5

I am working in a small project with a goal to give a definition of Gcd which gives the gcd of two numbers along with the proof that the result is correct. But I am unable to give a total definition of Gcd. The definition of Gcd in Idris 1.3.0 is total but uses assert_total to force totality which defeats the purpose of my project. Does someone have a total definition of Gcd which does not use assert_total?

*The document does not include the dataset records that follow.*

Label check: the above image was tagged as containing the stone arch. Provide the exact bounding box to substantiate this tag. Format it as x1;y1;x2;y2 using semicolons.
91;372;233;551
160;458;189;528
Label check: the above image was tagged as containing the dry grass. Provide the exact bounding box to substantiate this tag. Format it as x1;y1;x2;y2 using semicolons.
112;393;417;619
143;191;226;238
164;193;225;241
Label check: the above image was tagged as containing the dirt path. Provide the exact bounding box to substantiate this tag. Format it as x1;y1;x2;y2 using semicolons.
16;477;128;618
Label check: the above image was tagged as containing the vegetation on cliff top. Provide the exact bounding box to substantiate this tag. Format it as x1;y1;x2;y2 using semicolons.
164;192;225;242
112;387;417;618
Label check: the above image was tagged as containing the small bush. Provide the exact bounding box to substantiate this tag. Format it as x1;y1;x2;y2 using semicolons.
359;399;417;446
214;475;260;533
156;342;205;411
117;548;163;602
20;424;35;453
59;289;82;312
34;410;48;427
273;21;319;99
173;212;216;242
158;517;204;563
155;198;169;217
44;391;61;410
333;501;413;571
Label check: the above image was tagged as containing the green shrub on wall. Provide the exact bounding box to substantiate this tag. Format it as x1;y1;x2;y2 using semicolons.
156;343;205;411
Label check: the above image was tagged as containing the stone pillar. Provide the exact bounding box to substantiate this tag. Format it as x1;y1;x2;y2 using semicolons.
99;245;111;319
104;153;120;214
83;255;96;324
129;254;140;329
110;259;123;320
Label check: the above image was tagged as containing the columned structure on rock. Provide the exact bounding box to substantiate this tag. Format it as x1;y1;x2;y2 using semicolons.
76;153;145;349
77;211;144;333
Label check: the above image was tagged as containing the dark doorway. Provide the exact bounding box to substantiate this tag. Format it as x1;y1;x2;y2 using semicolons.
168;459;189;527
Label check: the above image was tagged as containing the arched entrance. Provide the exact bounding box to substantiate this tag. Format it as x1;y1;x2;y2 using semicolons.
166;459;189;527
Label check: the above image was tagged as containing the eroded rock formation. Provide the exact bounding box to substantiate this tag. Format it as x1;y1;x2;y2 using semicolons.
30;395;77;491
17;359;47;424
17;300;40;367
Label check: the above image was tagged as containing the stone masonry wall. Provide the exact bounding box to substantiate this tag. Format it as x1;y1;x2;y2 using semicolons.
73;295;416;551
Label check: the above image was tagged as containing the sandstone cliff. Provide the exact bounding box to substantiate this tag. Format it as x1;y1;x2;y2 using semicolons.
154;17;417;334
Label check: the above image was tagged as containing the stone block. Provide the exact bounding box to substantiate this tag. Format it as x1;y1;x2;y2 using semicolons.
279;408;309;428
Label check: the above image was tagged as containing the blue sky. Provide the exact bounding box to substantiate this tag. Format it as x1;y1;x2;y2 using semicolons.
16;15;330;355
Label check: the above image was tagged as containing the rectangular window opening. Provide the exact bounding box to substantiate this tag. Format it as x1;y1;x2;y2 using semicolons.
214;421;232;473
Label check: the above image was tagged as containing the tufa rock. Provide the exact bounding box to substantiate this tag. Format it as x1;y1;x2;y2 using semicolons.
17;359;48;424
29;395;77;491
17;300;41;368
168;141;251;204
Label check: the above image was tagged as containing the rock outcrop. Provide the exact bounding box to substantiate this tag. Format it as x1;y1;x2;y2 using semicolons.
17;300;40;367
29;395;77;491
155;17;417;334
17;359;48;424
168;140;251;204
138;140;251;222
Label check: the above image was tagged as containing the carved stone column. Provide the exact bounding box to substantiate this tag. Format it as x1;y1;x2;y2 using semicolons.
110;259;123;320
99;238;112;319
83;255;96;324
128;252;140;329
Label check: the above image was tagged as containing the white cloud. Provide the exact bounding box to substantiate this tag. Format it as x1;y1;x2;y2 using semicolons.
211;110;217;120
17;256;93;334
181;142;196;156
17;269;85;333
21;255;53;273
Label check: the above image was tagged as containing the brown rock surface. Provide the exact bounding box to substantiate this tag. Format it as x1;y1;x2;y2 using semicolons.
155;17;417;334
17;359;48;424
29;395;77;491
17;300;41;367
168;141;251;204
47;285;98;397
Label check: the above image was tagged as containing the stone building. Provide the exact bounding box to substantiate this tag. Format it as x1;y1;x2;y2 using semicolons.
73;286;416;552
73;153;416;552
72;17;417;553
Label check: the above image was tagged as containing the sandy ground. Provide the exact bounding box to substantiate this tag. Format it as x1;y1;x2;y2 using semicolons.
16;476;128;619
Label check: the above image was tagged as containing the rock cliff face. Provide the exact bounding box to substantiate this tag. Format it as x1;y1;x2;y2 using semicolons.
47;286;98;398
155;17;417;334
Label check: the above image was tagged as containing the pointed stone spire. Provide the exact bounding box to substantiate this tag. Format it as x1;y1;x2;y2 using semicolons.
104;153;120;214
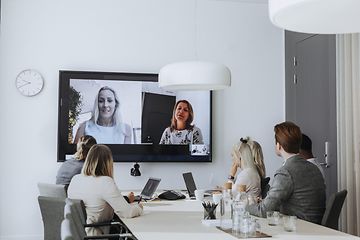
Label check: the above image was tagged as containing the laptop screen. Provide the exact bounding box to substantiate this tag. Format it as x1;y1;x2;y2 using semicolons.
140;177;161;199
182;172;197;198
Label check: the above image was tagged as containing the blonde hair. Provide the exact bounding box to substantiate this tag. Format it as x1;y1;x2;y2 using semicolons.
232;139;257;170
240;142;257;170
82;144;114;178
231;142;241;164
92;86;125;134
74;135;97;161
247;140;266;178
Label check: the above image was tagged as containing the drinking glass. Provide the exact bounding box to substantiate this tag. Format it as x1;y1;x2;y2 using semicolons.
267;211;280;226
283;215;297;232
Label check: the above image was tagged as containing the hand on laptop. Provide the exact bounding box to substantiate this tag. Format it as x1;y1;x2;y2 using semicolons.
127;192;135;203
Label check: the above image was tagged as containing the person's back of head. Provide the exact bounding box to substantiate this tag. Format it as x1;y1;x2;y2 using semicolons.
274;121;302;154
82;144;114;178
299;134;314;159
74;135;97;160
238;138;257;170
247;140;266;178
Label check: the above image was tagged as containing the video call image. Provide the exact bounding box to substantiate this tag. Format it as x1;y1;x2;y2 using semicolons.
69;79;210;155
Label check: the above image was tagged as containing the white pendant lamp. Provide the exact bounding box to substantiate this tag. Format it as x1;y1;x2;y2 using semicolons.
269;0;360;34
158;61;231;91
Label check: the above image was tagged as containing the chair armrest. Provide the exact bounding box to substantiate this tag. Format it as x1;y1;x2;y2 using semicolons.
84;221;123;227
84;233;134;239
84;221;129;234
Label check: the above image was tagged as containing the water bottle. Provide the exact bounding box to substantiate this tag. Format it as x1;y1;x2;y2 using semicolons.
239;212;251;238
220;182;233;230
232;185;248;235
232;201;243;235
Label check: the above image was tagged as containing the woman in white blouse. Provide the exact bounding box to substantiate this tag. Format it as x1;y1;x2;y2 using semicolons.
159;100;203;145
68;144;143;236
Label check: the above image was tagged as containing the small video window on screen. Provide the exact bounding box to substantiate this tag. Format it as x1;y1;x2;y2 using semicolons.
68;79;211;155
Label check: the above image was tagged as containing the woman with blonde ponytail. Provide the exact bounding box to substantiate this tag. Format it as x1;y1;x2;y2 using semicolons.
229;138;261;198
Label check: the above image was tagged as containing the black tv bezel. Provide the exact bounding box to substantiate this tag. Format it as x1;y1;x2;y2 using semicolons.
57;70;212;163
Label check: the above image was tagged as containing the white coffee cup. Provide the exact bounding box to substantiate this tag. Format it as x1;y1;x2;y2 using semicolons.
212;193;222;204
194;189;205;201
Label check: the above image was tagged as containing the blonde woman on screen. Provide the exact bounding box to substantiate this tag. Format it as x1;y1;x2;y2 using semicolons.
68;144;143;236
74;86;132;144
159;100;203;145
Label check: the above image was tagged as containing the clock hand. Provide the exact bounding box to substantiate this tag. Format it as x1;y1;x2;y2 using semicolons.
22;80;31;84
17;82;31;88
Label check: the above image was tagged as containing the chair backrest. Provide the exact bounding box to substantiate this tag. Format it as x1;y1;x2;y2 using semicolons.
261;177;270;199
63;198;135;240
62;200;85;240
38;182;67;199
38;196;66;240
61;217;77;240
67;199;87;224
321;189;348;230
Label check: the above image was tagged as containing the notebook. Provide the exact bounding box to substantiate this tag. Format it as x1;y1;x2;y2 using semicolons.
135;177;161;201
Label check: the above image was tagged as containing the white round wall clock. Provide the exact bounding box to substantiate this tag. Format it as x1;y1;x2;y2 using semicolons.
15;69;44;97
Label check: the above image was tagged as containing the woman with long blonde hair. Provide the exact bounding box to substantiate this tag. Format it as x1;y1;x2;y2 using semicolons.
247;140;266;179
228;137;266;180
229;138;262;198
68;144;142;236
74;86;132;144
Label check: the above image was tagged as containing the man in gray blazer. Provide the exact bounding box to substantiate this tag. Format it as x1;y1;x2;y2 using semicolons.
247;122;326;224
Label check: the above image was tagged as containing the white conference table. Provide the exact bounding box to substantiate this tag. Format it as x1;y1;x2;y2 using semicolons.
121;198;359;240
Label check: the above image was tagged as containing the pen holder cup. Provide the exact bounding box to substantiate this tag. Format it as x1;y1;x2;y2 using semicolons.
203;204;217;220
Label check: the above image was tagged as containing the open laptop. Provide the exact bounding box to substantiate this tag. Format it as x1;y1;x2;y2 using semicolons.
183;172;218;199
135;177;161;201
182;172;198;199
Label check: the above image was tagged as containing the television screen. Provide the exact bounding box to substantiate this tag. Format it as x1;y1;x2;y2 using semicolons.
58;70;212;162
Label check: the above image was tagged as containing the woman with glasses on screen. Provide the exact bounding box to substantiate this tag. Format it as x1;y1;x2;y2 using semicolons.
159;99;203;145
68;144;143;237
74;86;132;144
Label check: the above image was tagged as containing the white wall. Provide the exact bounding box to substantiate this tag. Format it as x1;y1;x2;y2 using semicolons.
0;0;284;239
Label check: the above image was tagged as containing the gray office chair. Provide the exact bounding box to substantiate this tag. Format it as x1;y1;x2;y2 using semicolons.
38;196;66;240
321;189;348;230
61;216;77;240
62;199;134;240
37;182;67;199
261;177;270;199
65;198;127;234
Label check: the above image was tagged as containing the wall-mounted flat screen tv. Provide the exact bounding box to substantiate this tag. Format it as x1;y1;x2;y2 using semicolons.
57;70;212;162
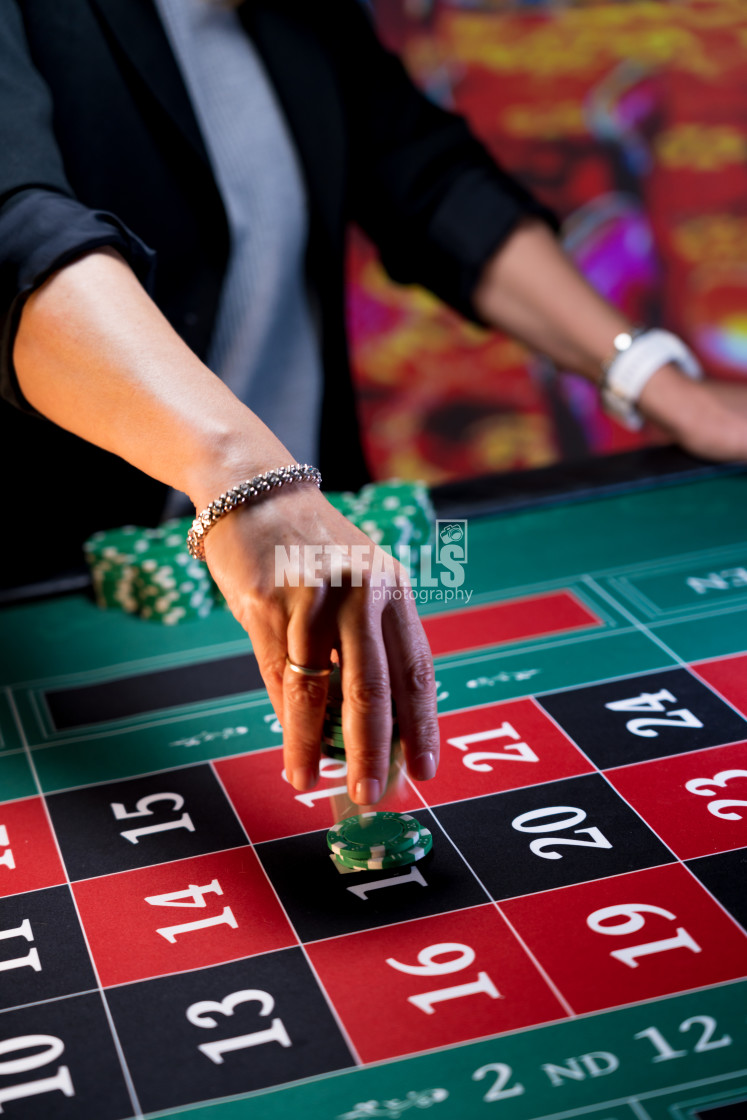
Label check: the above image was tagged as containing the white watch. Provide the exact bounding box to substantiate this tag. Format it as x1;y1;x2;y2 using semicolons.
601;328;703;430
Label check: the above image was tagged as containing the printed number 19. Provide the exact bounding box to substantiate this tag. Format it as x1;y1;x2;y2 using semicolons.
587;903;701;968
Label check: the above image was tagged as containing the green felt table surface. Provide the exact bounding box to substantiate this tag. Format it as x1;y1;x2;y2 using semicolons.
1;458;746;1120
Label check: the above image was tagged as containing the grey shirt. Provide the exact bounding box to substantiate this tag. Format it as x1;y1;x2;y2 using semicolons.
155;0;324;514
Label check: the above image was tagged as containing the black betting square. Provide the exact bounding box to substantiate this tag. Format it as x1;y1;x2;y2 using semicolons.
106;949;354;1112
695;1104;747;1120
686;847;747;933
45;764;248;879
0;886;96;1009
538;668;747;769
256;810;486;942
44;653;264;730
0;993;133;1119
433;773;675;901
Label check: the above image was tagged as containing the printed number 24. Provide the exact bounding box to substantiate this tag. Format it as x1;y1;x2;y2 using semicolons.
605;689;703;738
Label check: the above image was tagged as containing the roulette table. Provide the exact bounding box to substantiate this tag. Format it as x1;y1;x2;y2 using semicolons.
0;448;745;1120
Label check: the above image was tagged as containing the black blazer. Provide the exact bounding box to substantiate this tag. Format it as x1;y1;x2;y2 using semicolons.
0;0;552;585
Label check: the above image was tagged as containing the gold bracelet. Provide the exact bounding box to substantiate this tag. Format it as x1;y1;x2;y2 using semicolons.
186;464;322;561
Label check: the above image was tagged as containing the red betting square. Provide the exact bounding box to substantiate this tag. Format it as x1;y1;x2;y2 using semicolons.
502;864;747;1015
74;846;296;986
607;741;747;860
422;590;602;658
420;698;593;807
215;749;419;843
692;654;747;718
307;904;567;1062
0;796;66;898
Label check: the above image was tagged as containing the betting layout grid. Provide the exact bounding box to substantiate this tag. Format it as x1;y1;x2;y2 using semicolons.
0;595;747;1117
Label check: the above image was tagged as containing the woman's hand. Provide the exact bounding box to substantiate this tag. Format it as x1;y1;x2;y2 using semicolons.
13;249;440;804
638;364;747;462
200;482;440;803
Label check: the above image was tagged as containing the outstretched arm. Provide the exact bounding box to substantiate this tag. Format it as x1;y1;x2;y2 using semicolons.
15;247;440;804
472;219;747;462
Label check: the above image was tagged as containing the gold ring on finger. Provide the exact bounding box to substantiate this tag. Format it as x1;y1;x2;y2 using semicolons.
285;656;333;678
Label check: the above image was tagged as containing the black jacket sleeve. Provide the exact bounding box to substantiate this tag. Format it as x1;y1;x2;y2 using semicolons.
0;2;155;410
331;1;558;321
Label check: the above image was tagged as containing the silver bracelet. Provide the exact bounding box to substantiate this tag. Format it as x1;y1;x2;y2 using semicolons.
186;464;322;561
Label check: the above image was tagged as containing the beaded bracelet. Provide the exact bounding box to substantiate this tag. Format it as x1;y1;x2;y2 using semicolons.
186;464;322;561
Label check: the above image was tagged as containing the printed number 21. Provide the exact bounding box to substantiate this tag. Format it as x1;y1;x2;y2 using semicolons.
605;689;703;738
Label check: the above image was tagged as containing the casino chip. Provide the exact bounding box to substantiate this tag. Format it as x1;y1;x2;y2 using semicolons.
84;518;214;625
321;664;345;760
327;812;433;871
324;479;434;569
320;664;400;762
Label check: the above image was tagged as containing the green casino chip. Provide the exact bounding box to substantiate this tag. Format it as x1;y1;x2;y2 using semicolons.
327;811;426;859
321;735;346;751
321;742;347;761
331;827;433;871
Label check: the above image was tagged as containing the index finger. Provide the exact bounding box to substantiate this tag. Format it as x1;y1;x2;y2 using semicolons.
382;593;439;782
338;602;394;806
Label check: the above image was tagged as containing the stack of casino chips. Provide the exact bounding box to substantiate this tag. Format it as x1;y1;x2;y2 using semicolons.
321;664;400;763
327;811;433;871
84;517;217;625
321;664;347;761
325;479;434;566
133;546;215;625
83;479;435;625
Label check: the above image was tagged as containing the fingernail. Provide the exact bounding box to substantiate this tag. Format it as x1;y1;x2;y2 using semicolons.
414;750;437;781
354;778;381;805
292;766;317;792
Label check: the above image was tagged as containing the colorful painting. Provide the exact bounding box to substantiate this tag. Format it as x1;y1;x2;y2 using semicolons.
349;0;747;482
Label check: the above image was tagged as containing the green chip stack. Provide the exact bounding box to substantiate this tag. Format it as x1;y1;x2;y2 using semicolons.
84;517;216;625
133;545;214;625
85;524;162;615
320;664;400;763
321;664;346;761
327;811;433;871
325;479;434;569
84;479;435;624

P.S. - My codes are uploaded in https://github.com/anotherArka/Idris-Number-Theory.git

Arka
  • 249
  • 1
  • 8
  • I have uploaded one total definition of GCD without using assert_total. But the solution is kind of convoluted, as I have written all the required theory of natural numbers in Idris. – Arka Aug 30 '18 at 09:38

2 Answers2

8

I have a version which uses the Accessible relation to show that the sum of the two numbers you're finding the gcd of gets smaller on every recursive call: https://gist.github.com/edwinb/1907723fbcfce2fde43a380b1faa3d2c#file-gcd-idr-L25

It relies on this, from Prelude.Wellfounded:

data Accessible : (rel : a -> a -> Type) -> (x : a) -> Type where
     Access : (rec : (y : a) -> rel y x -> Accessible rel y) ->
              Accessible rel x

The general idea is that you can make a recursive call by explicitly stating what gets smaller, and providing a proof on each recursive call that it really does get smaller. For gcd, it looks like this (gcdt for the total version since gcd is in the prelude):

gcdt : Nat -> Nat -> Nat
gcdt m n with (sizeAccessible (m + n))
  gcdt m Z | acc = m
  gcdt Z n | acc = n
  gcdt (S m) (S n) | (Access rec)
     = if m > n
          then gcdt (minus m n) (S n) | rec _ (minusSmaller_1 _ _)
          else gcdt (S m) (minus n m) | rec _ (minusSmaller_2 _ _)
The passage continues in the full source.